Éviter les complications

La cicatrisation œsophagienne est délicate avec un taux de déhiscence élevé car l’œsophage a plusieurs particularités : il ne possède pas de séreuse, sa vascularisation est segmentaire, il n’est pas entouré d’épiploon, il est en mouvement constant et peut être soumis à d’importantes tensions.

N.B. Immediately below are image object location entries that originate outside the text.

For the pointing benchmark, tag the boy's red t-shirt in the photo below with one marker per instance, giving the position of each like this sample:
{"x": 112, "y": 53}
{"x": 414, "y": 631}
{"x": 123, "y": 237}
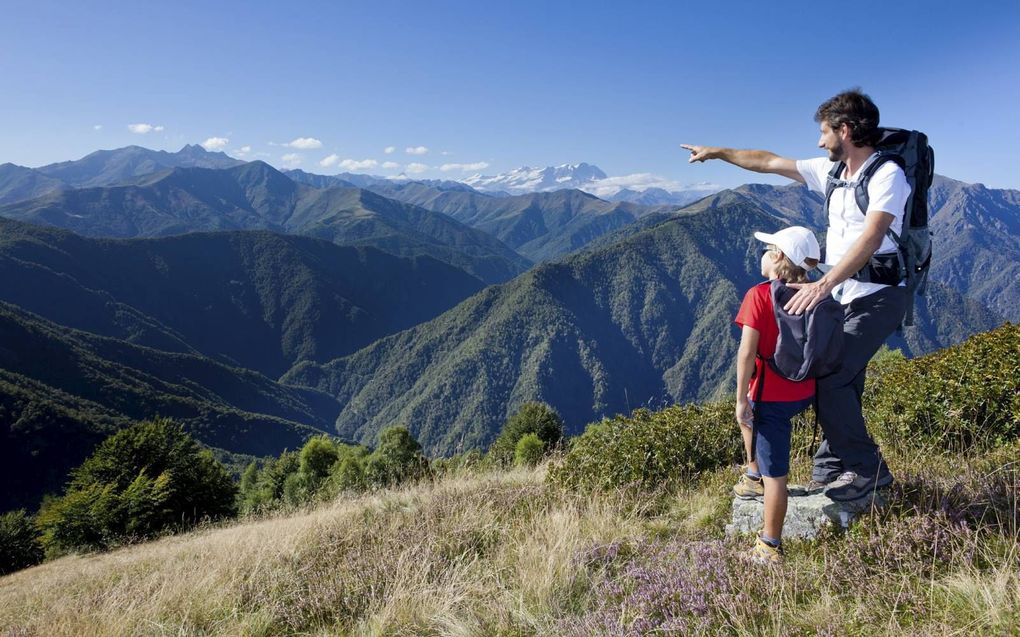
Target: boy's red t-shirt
{"x": 756, "y": 311}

Pour améliorer la cicatrisation œsophagienne et limiter les complications, des techniques de renforcement de plaie sont employées et regroupent d’une part les patchs autogéniques tels que les muscles sterno-thyroïdiens et long du cou, et d’autre part des patchs de tissus xénogéniques (sous-muqueuse intestinale de porc) ou artificiels (polytétrafluoroéthylène). Dans certains cas de lésions sévères (circonférentielles, étendues et nécrotiques), une résection associée à une anastomose peut s’avérer être la seule option. Afin de limiter le passage du bol alimentaire et la tension au niveau du site chirurgical, il est recommandé de poser une sonde de gastrostomie pendant 10 jours environ. Le pronostic reste donc réservé lors de brèches œsophagiennes, avec un taux de mortalité de 6 à 36 % selon les études. Les complications de la suture œsophagienne à court terme sont principalement la déhiscence de la suture entraînant une infection pouvant être associée à un pneumomédiastin et/ou un pneumothorax. La sténose œsophagienne est la complication principale à plus long terme, qui peut être traitée par une dilatation à l’aide d’un ballonnet sous contrôle endoscopique.